Rene Capo

Personal information
- Native name: Rene Caposki
- Nationality: United States
- Born: René Capo May 9, 1961 Pinar del Río, Cuba
- Died: July 6, 2009 (aged 48) Chicago, Illinois, United States
- Education: University of Minnesota
- Occupation: Judoka
- Height: 6 ft 1 in (1.85 m)
- Children: 2

Sport
- Sport: Judo
- Weight class: Heavyweight

Medal record
Men's Judo
Representing the United States
High School Nationals
| Gold medal – first place | 1977 Yale | Heavyweight |
| Gold medal – first place | 1979 Rogers | Heavyweight |
Pacific Rim Championships
| Gold medal – first place | 1987 Colorado Springs | Heavyweight |
US Olympic Trials
| Gold medal – first place | 1988 Colorado Springs | Heavyweight |
| Gold medal – first place | 1996 Colorado Springs | Heavyweight |
United States Senior Nationals
| Gold medal – first place | 1989 Tampa | -86 kg |
| Gold medal – first place | 1991 Honolulu | -95 kg |
| Silver medal – second place | 1997 Ft. Lauderdale | +95 kg |
Finnish Open
| Silver medal – second place | 1995 | Heavyweight |

Profile at external databases
- IJF: 53439
- JudoInside.com: 11397

= Rene Capo =

American judoka (1961–2009)

Rene Capo (May 9, 1961 – July 6, 2009) was a judoka from the United States who competed in the 1988 Summer Olympics and the 1996 Summer Olympics. Capo immigrated to the United States from Cuba as a young boy. Though he won several judo championships in high school, Capo took a four-year break from the sport to attend the University of Minnesota. After college, Capo went on to qualify for two United States Olympics teams, could not compete as an alternate in another due to a back injury, and narrowly missed making the 2008 team.

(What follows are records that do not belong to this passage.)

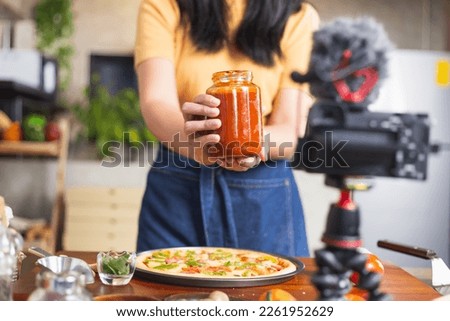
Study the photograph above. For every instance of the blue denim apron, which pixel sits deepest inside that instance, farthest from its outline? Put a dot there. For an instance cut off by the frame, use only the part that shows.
(186, 204)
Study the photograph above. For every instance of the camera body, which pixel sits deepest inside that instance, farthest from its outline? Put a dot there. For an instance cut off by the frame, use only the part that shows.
(349, 140)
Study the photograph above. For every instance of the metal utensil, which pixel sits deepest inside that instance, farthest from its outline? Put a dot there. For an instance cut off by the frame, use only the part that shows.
(58, 264)
(440, 273)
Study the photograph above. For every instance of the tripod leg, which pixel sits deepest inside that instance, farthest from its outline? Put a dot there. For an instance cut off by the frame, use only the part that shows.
(332, 279)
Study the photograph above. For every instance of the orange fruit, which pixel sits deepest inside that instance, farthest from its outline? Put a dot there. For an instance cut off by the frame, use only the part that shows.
(357, 294)
(373, 264)
(276, 295)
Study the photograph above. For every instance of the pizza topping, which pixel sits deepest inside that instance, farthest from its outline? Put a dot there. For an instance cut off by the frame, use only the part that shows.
(216, 262)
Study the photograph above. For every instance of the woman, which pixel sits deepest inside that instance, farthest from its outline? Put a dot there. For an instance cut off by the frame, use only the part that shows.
(193, 199)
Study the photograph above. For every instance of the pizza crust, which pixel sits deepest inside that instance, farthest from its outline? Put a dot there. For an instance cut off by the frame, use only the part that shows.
(214, 263)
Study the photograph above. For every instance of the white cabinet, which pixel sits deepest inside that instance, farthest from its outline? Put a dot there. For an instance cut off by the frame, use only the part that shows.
(101, 218)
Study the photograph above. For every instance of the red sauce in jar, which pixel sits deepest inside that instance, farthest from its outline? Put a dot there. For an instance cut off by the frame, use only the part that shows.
(240, 113)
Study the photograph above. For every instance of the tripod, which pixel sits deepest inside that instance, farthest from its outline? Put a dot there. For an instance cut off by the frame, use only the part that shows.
(340, 256)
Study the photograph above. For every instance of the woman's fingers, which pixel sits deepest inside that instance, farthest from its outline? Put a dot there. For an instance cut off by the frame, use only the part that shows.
(196, 126)
(203, 106)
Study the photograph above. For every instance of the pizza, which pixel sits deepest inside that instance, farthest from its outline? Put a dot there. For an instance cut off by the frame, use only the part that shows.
(213, 262)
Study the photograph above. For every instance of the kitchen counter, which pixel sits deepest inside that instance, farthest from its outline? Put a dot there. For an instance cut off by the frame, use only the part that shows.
(401, 285)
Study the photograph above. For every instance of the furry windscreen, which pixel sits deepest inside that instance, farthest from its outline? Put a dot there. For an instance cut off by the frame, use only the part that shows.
(369, 46)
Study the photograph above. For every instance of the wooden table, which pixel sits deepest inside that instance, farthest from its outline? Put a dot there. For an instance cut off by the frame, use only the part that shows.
(401, 285)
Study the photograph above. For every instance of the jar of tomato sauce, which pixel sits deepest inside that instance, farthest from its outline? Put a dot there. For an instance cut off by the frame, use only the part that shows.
(240, 113)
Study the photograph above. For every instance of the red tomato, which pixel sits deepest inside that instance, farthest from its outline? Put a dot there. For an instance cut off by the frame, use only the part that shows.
(373, 264)
(52, 132)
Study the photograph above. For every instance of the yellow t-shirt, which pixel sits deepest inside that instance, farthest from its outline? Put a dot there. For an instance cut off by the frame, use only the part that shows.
(159, 34)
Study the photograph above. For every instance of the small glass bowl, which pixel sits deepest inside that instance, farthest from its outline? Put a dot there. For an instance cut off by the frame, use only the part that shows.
(116, 268)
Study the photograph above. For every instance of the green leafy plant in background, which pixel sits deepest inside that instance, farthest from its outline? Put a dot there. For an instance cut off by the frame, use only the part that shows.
(112, 118)
(54, 30)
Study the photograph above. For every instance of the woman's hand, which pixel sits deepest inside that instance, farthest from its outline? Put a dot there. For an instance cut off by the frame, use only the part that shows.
(198, 127)
(200, 121)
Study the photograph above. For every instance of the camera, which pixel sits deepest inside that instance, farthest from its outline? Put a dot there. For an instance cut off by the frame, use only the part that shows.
(345, 140)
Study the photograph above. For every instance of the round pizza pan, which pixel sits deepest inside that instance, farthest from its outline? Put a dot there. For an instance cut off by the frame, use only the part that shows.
(219, 282)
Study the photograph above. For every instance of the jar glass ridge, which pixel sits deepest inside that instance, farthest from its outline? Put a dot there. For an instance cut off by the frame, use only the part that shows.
(240, 114)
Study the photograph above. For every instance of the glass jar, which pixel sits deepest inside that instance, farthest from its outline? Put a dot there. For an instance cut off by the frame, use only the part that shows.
(240, 113)
(10, 245)
(65, 286)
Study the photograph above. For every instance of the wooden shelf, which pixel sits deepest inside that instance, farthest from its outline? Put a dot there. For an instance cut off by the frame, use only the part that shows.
(56, 149)
(50, 149)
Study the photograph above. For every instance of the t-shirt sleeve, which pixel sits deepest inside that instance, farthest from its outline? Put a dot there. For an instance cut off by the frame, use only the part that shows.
(155, 35)
(297, 45)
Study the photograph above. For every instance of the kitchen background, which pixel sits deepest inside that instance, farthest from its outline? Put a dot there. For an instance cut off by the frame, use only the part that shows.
(105, 30)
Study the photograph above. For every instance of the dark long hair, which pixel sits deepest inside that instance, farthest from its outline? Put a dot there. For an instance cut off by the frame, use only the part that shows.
(258, 35)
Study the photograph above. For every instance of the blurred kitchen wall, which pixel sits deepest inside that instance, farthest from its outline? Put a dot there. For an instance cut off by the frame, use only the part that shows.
(108, 27)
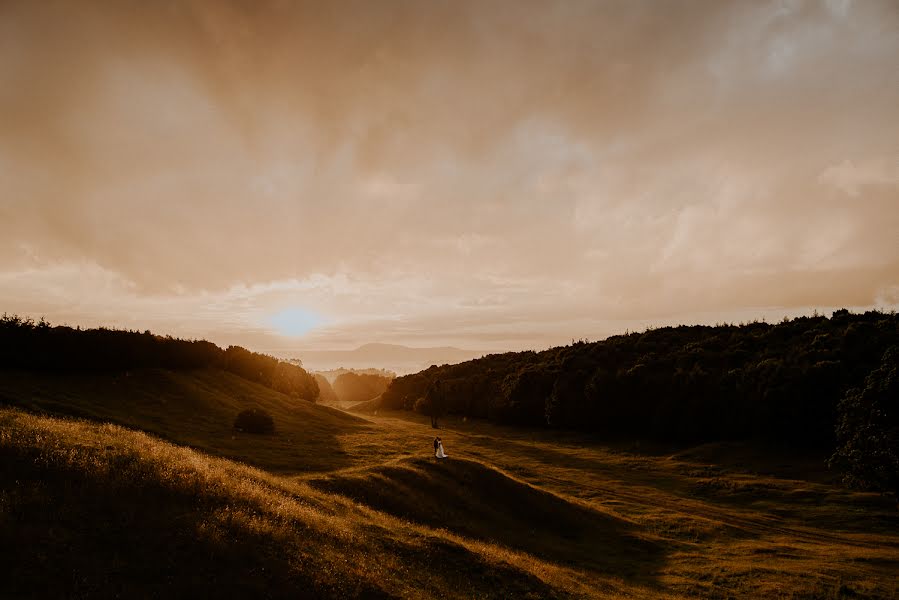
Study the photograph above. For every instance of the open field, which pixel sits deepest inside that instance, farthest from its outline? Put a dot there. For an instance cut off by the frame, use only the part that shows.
(345, 505)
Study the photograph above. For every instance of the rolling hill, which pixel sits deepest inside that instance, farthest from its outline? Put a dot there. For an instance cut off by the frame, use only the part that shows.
(136, 485)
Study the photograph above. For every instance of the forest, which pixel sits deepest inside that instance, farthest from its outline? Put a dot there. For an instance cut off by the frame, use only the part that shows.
(36, 345)
(778, 382)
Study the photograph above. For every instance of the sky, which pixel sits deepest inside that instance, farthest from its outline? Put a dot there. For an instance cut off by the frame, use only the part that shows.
(494, 175)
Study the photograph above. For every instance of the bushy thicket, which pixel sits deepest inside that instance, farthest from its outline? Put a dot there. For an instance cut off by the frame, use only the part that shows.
(359, 387)
(868, 429)
(690, 383)
(26, 344)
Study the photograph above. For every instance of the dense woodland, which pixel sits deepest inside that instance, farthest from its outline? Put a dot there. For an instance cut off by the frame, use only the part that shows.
(688, 384)
(26, 344)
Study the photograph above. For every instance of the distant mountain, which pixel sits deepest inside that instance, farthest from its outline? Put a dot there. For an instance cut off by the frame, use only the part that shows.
(393, 357)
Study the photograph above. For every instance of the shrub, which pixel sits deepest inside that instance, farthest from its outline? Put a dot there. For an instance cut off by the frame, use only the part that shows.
(255, 420)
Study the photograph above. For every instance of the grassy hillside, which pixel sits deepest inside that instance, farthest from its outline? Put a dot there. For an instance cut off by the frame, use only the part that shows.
(195, 408)
(335, 505)
(104, 511)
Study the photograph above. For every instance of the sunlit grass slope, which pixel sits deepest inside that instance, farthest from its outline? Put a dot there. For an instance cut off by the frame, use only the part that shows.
(195, 408)
(94, 510)
(335, 505)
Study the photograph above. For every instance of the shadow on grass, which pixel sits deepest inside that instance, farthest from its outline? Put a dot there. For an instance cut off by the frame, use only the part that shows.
(195, 409)
(476, 501)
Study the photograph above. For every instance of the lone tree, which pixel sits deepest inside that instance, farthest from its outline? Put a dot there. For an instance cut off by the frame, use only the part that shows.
(868, 430)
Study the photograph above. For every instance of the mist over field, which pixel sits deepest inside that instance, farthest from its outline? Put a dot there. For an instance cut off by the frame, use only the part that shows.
(427, 299)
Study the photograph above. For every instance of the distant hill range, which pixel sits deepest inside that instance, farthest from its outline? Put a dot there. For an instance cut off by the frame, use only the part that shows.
(392, 357)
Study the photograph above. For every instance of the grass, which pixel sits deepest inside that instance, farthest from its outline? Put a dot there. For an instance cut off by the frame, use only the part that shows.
(334, 505)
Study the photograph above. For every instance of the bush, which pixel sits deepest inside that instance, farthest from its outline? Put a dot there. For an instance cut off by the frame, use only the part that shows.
(255, 420)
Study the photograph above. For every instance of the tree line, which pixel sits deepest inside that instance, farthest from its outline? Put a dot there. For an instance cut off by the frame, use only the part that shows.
(780, 382)
(36, 345)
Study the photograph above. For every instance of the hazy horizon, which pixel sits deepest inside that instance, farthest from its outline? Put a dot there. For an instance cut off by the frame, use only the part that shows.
(503, 176)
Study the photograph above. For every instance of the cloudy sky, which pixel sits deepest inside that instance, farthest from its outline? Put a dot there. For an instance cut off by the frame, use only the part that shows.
(491, 175)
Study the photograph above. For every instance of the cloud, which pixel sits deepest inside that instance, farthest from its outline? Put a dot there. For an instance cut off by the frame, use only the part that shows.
(444, 167)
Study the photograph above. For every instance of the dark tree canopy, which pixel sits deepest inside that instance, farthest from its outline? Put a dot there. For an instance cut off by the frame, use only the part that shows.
(868, 430)
(687, 384)
(26, 344)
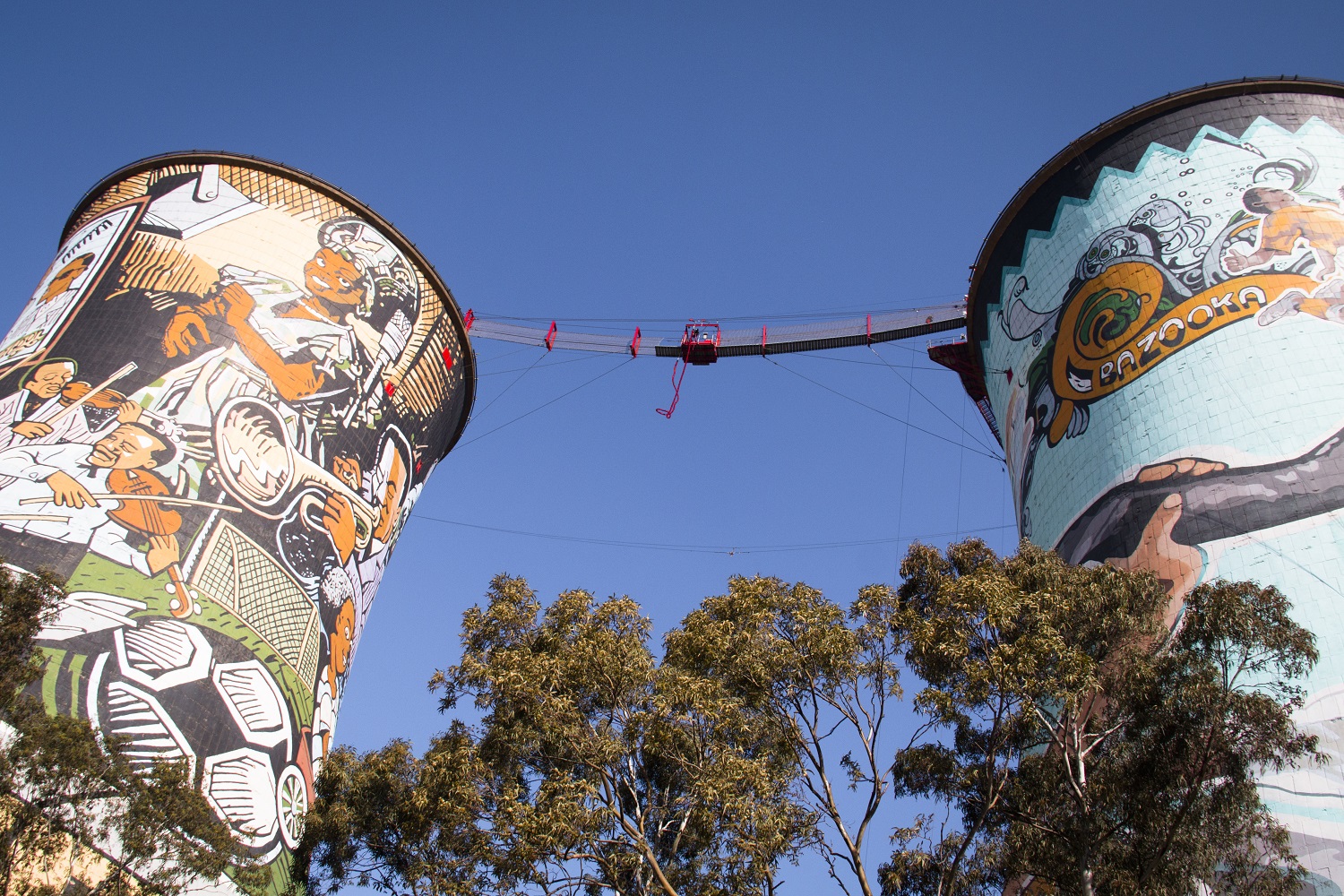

In 2008, Capo was diagnosed with lung cancer, which caused his death the following year.

==Early life==
Capo immigrated to the United States from Pinar del Río, Cuba in 1962, when he was still an infant, and grew up in Hialeah, Florida. He learned Judo as a member of Florida Judo Kai, under the tutelage of Cuban Champion Reinaldo Montpellier. After graduating from Hialeah-Miami Lakes High School He attended the University of Minnesota, where he played defensive tackle for the Golden Gophers from 1979 to 1982, sharing a team record with four sacks.

==Judo career==
===Amateur competition===
At the age of six, Capo competed in his first judo competition, and had won his first tournament by nine. By the time of his graduation, Capo had earned a national high school gold medal, and won the silver medal at the United States Senior Nationals.

===Professional career===
After a four-year break from Judo in which he focused on football and college, Capo won a gold medal at the 1987 Pacific Rim Championships. A year later, he upset a number of highly ranked heavyweights at the US Judo Olympic Trials. At the 1988 Summer Olympics in Seoul, Capo finished 19th. Capo qualified as the alternate for the 1992 Summer Olympics, but was unable to compete due to severe neck injury. After having surgery on two vertebrae, he made it to the 1996 Summer Olympics, where he was eliminated the first day. From 2005 to 2007, Capo taught judo at the Jason Morris Judo Center in Glenville. He narrowly missed qualifying for the 2008 Summer Olympics, losing to his own student, Kyle Vashkulat. At the 2008 USA Judo Senior National Championships one month later, Capo placed fifth.

==Cancer==
In 2008, Capo, a non-smoker, was diagnosed with lung cancer, from which he died on July 6, 2009, in Chicago, Illinois. At the time, he lived in Naperville, Illinois, where he had moved to earn money selling magazine subscriptions to schools.